My arm swings up in an arc, muscles twitching with memory. It’s the block I should have thrown in my last Royale, the arm flick I could have used to knock away the razor and avoid getting cut. The repeated sway of my arm is numbing, like a narcotic. For a few blissful seconds, I’m not on a long desert walk to enslavement—I’m nowhere.
After my arm grows tired, I let it fall limp by my side. I notice two small mounds rising from my chest. Breasts. I touch them with the back of my hand. My sleeve rolls back to reveal the ridges of a scar on my forearm. I push the sleeve up further, there’s a crude X burned into my arm. When I look up at the woman in front of me again, I understand why I’ve been staring at her. It’s not her neck I’m looking at, I’m staring at the scar burned on her back—the top edges of an X visible above the scoop of her robe.
I peer ahead. An indigo-draped figure rides a camel. The set of his shoulders tells me that he decides my next breaths. Whip gripped in hand, lazily swatting air with a motion that cools him and flaunts his power all at once.
What has Grandfather done?
I step out of the snaking line, and look back. My gaze is darting around, looking for more guards when, thwack, something hard cracks against my jaw.
I don’t fight the fall. I don’t even feel the impact when my body crashes against the hot sand. I lay there, motionless, aware of nothing except the sun’s searing heat and the parade of feet stepping over me as the women plod on to their terrible destiny.
I can smell death rising with the heat around my body. It smells like decay, a tinge of sticky sweetness mixed in with a rank earthy scent. I feel a blow to my side, then another. I allow my body to rock with each kick. A thought rips through my mind: If I die here, will my life end? I would rise and fight, but why? Whether I lay here until death claims me, or I stand and walk toward my own slaughter, I will die anonymous and unloved. No one among these trillions of grains of sand can see my true face, and no one knows my name.
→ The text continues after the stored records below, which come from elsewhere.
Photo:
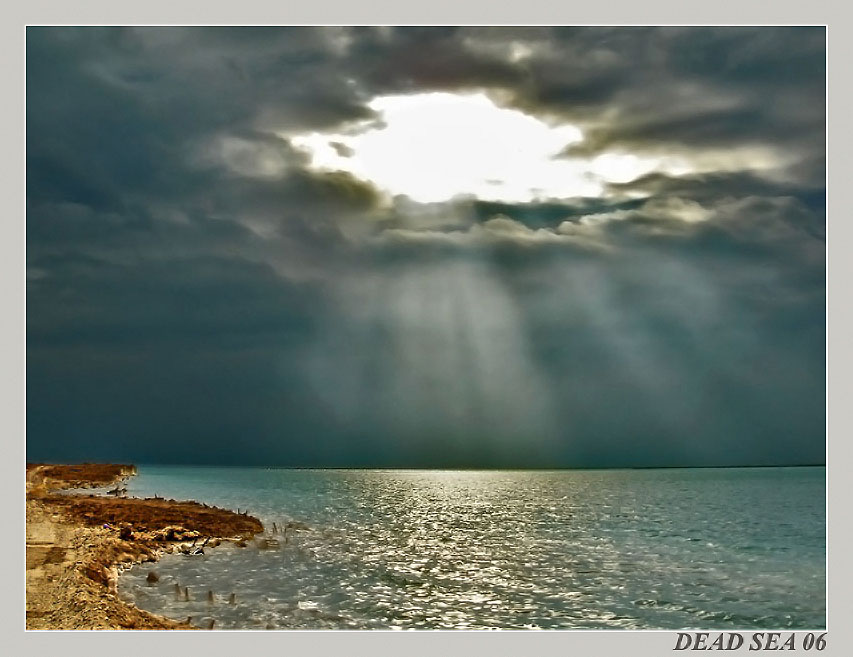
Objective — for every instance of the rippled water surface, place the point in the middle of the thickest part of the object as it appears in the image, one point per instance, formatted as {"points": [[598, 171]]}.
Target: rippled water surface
{"points": [[709, 548]]}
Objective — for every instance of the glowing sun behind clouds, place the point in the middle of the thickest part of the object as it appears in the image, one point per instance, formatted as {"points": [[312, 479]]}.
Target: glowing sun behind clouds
{"points": [[434, 146]]}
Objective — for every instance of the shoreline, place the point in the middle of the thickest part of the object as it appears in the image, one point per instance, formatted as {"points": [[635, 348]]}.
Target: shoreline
{"points": [[77, 545]]}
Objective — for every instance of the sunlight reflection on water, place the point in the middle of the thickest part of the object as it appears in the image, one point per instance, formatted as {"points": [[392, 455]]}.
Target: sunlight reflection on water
{"points": [[463, 549]]}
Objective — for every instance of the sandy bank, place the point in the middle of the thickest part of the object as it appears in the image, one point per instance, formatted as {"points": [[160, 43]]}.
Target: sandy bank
{"points": [[77, 543]]}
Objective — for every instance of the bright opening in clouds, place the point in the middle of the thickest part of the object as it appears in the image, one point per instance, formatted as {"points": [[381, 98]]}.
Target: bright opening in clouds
{"points": [[432, 147]]}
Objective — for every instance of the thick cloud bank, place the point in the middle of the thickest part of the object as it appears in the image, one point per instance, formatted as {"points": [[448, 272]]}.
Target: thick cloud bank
{"points": [[199, 291]]}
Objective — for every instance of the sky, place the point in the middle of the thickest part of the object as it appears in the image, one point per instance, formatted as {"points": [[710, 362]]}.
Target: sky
{"points": [[426, 247]]}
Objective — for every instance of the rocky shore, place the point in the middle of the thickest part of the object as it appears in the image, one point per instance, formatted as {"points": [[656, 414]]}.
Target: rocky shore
{"points": [[77, 543]]}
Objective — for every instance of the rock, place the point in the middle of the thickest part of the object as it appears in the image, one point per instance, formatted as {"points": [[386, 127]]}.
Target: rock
{"points": [[297, 525]]}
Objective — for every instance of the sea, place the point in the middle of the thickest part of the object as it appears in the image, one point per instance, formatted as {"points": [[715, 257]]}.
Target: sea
{"points": [[709, 548]]}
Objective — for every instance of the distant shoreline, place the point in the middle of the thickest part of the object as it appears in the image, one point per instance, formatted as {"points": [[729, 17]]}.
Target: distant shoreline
{"points": [[489, 469], [77, 543]]}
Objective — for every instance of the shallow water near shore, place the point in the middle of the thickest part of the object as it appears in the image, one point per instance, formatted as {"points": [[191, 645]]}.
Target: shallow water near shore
{"points": [[719, 548]]}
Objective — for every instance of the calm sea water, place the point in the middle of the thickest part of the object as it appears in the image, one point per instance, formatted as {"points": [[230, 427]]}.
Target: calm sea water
{"points": [[665, 549]]}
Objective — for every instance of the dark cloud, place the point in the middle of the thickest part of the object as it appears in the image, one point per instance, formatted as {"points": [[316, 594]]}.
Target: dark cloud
{"points": [[197, 292]]}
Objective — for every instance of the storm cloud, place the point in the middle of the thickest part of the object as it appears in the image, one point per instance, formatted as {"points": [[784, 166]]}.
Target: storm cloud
{"points": [[199, 290]]}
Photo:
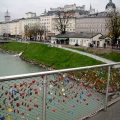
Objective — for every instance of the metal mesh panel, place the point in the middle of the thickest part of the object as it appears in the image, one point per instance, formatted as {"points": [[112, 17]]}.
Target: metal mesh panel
{"points": [[21, 99], [75, 94], [114, 84], [69, 96]]}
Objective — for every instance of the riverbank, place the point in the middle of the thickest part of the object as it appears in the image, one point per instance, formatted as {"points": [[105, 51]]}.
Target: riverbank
{"points": [[51, 57]]}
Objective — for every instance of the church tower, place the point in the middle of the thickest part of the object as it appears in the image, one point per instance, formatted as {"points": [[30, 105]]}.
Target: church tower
{"points": [[110, 7], [7, 16]]}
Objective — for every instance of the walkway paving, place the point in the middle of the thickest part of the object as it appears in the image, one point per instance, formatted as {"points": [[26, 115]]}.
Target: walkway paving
{"points": [[93, 56]]}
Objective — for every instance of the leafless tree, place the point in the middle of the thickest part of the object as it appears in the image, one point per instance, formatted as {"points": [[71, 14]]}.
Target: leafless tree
{"points": [[61, 22], [113, 26]]}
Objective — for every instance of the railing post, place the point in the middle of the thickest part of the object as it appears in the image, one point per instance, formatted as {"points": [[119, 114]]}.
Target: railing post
{"points": [[44, 98], [106, 100]]}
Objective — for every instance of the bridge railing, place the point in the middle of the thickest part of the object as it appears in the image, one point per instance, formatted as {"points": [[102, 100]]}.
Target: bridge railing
{"points": [[68, 94]]}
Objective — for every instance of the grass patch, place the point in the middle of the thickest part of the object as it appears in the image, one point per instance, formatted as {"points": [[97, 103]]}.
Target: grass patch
{"points": [[14, 47], [114, 56], [51, 56]]}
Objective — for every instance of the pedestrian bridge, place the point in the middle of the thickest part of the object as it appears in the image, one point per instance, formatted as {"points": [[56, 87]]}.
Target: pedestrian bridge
{"points": [[5, 41]]}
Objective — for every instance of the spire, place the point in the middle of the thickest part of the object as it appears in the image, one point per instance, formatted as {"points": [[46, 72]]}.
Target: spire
{"points": [[45, 12], [90, 6]]}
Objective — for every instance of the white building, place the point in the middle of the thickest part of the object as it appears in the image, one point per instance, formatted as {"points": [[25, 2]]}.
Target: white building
{"points": [[70, 26], [68, 8], [17, 27], [110, 7]]}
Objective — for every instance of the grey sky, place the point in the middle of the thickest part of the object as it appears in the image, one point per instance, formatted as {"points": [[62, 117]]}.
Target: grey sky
{"points": [[18, 8]]}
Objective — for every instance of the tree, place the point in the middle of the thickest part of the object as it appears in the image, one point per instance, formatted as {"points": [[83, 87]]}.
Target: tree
{"points": [[33, 31], [41, 31], [113, 26], [61, 22]]}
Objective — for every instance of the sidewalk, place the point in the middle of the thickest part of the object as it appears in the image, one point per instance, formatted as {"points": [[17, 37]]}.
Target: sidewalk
{"points": [[93, 56]]}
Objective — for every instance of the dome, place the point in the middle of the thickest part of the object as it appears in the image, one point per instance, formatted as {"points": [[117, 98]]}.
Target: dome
{"points": [[110, 4]]}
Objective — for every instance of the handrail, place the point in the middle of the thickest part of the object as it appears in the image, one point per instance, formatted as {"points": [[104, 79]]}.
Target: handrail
{"points": [[14, 77]]}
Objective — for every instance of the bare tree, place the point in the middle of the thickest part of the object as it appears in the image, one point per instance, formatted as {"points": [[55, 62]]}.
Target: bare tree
{"points": [[33, 31], [113, 26], [61, 22]]}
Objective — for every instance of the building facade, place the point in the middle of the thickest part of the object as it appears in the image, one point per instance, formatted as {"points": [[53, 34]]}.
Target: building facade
{"points": [[68, 8], [91, 24]]}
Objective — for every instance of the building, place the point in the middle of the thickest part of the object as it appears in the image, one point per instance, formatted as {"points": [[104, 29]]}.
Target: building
{"points": [[30, 21], [82, 39], [110, 7], [70, 25], [94, 22], [68, 8], [16, 27], [91, 24]]}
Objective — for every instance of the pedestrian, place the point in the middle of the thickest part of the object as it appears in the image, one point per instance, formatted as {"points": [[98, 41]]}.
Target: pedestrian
{"points": [[104, 45]]}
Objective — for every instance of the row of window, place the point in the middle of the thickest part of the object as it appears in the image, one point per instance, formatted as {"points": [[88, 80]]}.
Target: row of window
{"points": [[76, 41], [91, 29], [90, 25], [87, 20], [44, 19], [29, 20]]}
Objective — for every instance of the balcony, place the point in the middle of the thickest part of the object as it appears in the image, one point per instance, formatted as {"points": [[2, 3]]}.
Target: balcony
{"points": [[68, 94]]}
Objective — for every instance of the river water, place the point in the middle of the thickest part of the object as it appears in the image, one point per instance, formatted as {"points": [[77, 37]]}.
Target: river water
{"points": [[11, 65]]}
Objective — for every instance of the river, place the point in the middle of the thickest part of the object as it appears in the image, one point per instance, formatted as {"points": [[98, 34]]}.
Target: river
{"points": [[11, 65]]}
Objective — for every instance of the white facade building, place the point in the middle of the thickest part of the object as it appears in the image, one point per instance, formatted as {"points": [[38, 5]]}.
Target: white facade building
{"points": [[68, 8], [70, 25]]}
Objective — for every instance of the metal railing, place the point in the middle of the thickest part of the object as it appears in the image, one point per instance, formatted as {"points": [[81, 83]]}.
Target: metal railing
{"points": [[64, 93]]}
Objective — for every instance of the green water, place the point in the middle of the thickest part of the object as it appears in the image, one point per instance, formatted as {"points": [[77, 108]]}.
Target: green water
{"points": [[11, 65]]}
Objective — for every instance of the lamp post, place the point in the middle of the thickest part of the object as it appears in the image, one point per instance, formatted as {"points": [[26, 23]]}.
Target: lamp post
{"points": [[44, 32]]}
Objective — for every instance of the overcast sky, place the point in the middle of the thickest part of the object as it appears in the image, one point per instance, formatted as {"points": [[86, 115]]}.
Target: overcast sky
{"points": [[18, 8]]}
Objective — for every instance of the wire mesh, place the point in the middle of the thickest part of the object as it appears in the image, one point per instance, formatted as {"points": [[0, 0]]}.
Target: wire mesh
{"points": [[114, 84], [70, 95], [21, 99], [74, 94]]}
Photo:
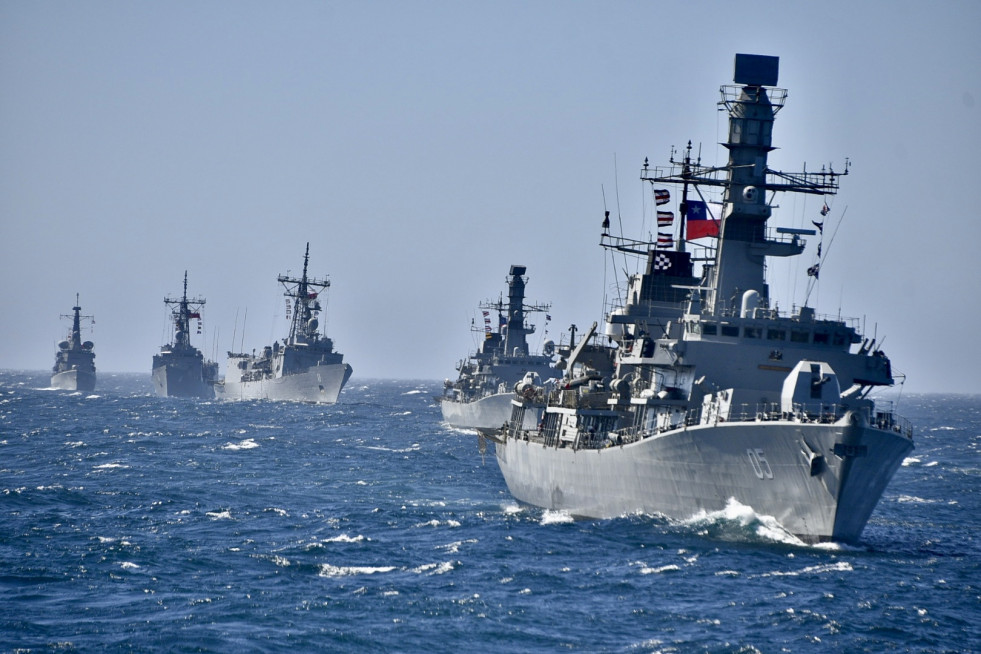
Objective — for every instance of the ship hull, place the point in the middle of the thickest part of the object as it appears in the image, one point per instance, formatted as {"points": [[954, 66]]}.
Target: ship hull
{"points": [[74, 380], [319, 384], [787, 470], [181, 378], [487, 413]]}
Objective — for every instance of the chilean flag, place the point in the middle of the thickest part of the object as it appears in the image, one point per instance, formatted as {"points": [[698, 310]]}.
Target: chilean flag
{"points": [[700, 222]]}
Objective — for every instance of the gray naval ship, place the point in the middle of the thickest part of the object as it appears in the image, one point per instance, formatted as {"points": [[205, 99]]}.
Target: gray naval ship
{"points": [[305, 367], [179, 369], [722, 397], [481, 395], [74, 368]]}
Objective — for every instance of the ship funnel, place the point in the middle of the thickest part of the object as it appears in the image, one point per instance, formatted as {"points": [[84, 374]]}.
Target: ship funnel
{"points": [[751, 302]]}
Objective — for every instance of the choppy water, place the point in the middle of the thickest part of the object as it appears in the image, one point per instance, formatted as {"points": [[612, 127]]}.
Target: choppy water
{"points": [[131, 522]]}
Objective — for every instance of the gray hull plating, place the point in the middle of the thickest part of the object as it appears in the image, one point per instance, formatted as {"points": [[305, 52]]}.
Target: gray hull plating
{"points": [[180, 377], [74, 380], [789, 471], [487, 413], [321, 384]]}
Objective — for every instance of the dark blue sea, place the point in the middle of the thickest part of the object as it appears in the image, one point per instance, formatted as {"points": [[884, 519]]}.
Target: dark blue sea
{"points": [[136, 523]]}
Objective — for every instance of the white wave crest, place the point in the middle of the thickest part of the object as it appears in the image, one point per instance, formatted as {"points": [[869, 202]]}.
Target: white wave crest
{"points": [[737, 521], [659, 570], [550, 517], [247, 444], [344, 538], [328, 570], [434, 568]]}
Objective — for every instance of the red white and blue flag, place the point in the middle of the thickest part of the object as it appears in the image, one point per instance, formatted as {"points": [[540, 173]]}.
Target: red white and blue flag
{"points": [[703, 219]]}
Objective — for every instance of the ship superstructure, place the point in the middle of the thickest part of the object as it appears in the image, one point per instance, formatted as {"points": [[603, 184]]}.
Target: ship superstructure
{"points": [[721, 397], [74, 368], [180, 369], [305, 367], [480, 397]]}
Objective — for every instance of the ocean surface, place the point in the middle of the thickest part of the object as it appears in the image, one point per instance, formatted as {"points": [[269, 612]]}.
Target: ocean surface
{"points": [[137, 523]]}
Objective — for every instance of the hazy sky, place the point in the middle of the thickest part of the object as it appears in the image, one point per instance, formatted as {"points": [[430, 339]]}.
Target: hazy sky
{"points": [[424, 147]]}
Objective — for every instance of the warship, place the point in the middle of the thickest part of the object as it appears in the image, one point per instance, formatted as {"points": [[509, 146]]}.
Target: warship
{"points": [[180, 370], [305, 367], [480, 397], [717, 395], [74, 368]]}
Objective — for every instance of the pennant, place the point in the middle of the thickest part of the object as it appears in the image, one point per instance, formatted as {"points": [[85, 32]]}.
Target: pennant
{"points": [[700, 221]]}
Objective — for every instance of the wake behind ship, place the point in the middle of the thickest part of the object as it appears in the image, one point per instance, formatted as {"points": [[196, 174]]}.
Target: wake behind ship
{"points": [[74, 368], [180, 370], [717, 396], [305, 367]]}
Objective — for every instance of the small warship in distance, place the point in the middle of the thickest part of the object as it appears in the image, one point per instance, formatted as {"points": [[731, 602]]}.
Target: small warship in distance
{"points": [[305, 368], [74, 368], [481, 395], [180, 370], [717, 396]]}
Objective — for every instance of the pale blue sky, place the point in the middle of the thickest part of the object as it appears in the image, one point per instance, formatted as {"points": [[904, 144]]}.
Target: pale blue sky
{"points": [[424, 147]]}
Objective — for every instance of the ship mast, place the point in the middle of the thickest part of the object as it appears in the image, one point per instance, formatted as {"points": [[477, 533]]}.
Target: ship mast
{"points": [[76, 335], [185, 309], [743, 244], [305, 292], [516, 310]]}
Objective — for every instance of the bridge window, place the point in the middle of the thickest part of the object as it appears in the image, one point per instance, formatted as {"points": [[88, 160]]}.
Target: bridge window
{"points": [[799, 336]]}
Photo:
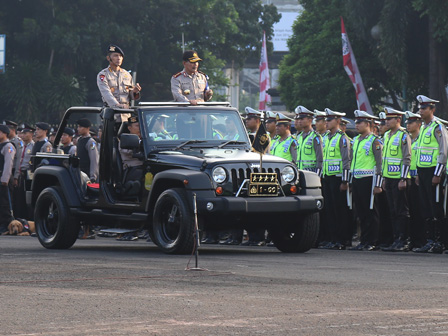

“I know,” your voice says. “I know your name. Come home.”
At first I feel a flush of pleasure: you want me. Then that bitter rage flares again and extinguishes my pleasure. You want me, and I am powerless to join you. Coming home is not up to me. This is Grandfather’s game.
The army of feet trod on, kicking up tufts of dust, coating my face with grime. The sun is so merciless that the blazing heat begins to feel physical. The idea of releasing my grip on life is seductively sweet.
“But we have not yet tasted each other,” you whisper.
A small sound that doesn’t know if it wants to be a laugh or a sob pops in my throat. Not even your voice—with its melodies and catches—can stop me from thinking about committing my body to the earth. I want you, but I also want to break into a million pieces and melt into the sand. I want to stop the procession of roughened heels and downtrodden women. I want to die.
“Dance,” you say. Your voice has taken on a depth I have never heard before. You have pushed beyond laughter and flirtation, scattered gravel and broken glass in your voice. Then I understand. You mean not to entice me, but to compel me. You are trying to awaken the warrior in me.